Synchronous Processors (2016)
yodaiken.comThis article would make more sense if it had the result of a simulation of a workload showing how much time was lost to interrupt latency and how much processor time could be saved by a different technique.
The Transputer and its successors, the XMOS embedded SoCs, already implement a lot of the features mentioned in this blog post by Yodaiken.
…and the subject should have “(2016)” added…
Fixed.
And how would you do context switches if a CPU-bound task does not yield and you do not have interrupts to ... interrupt ... that?
The article says this about it:
> We could have a simple cycle timer switch on each core so that after the timer expires there an interrupt-like jump to a function to see what to do next. That jump would be perfectly synchronous since predicting the next jump can be done with 100% accuracy (or nearly 100%).

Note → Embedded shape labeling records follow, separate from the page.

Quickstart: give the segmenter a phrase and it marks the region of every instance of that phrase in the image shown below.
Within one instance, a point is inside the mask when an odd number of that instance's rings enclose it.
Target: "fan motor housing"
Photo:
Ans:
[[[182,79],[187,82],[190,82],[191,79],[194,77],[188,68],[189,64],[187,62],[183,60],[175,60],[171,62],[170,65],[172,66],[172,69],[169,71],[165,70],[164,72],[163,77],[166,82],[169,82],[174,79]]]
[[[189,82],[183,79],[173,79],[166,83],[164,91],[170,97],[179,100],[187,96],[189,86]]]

Cycle accurate? So now you can predict how long RAM latency is down to the cycle, refreshes and DMA be damned?
Interrupt like? So what will you do? save context of this thread, load another...hm...sure sounds like what we already do
In other words a timer interrupt - with saving of state and appropriate unwinding of pipeline state (abandoning half done or out of order instructions etc etc)
Also the "do system calls by queuing requests to another CPU" is kind of at odds with "we don't need cache coherency"
Not necessarily; it's an interesting idea. Thanks to the branch predictor the CPU already has a virtual view of the instruction stream. If we tolerate a bit of latency, all we have to do is inject a "jump to ISR" magic instruction in the predicted stream. Rather like self-modifying code, except without modifying the code in memory, just at the instruction fetch point. State still has to be saved but that can be done with PUSH instructions in the ISR.
> Also the "do system calls by queuing requests to another CPU" is kind of at odds with "we don't need cache coherency"
Can be done with mailboxes/FIFOs, but yes this requires a dedicated design. And of course the CPU that does the call is then idle I think?
Good explanation of my overly terse note. The current standard interrupt architecture imposes enormous latency and the synchronous timer could be more precise. The simplest implementation would just "fetch" jmp every N instructions (with N programmable) - just like voluntary switching but where the processor would volunteer the program.
You still need to save the PC and have a place to save it ....
One approach is to use a barrel processor which switches threads after each cycle or instruction: https://en.m.wikipedia.org/wiki/Barrel_processor
That does not solve the problem at all. It just increases the number of "hyper threads", if a new process gets started and all cores are busy that process might never run.
It solves the problem for environments where problems like interrupt latency and timing criticality usually show up - embedded and real-time systems. In many systems, the set of running tasks in a system is fixed - there are even some very simple real-time operating systems (such as some OSEK configurations in the automotive sector) which require to statically define the set of tasks at compile time. After all, you don't suddenly feel the urge to start a game of Doom on your car's ABS controller :) (though, of course, somebody will try to do this...).
The (early) XMOS chips, for example, run at 500 MHz with four threads or, if you needed more threads, you could also configure the system to run eight threads at half the speed IIRC. If you used e.g. three threads, some execution time remained unused in the four-thread mode, there was no arbitrary division of time by the number of threads.
For real-time critical systems, you could then still run up to seven critical threads at guaranteed speed and reserve the remaining one for non timing-critical tasks (which you could then to schedule using cooperative multitasking).
The RAM was a fast on-chip SRAM, so there were no problems with refresh, access latencies etc. that you have with DRAM. However, you were constrained to 64 kB RAM per core (probably not enough to run Doom...).
The XMOS development toolchain even includes a real-time analyzer for the C/C++ code you throw at it. Unfortunately, most of the XMOS toolchain is closed source.
thread state is just a bit of memory.
What if you have multiple CPUs and you don't want the task to yield (i.e. for performance or latency reasons)?
That limits your OS to numThreads < numCpus
What if we have multiple classes of threads with varying scheduling and interruption policies?
Either you have interrupts to interrupt them, you have more cores than threads, or you risk starvation. Simple.
No opportunity for nuance wherein some of the compute resources are reserved for certain types of threads?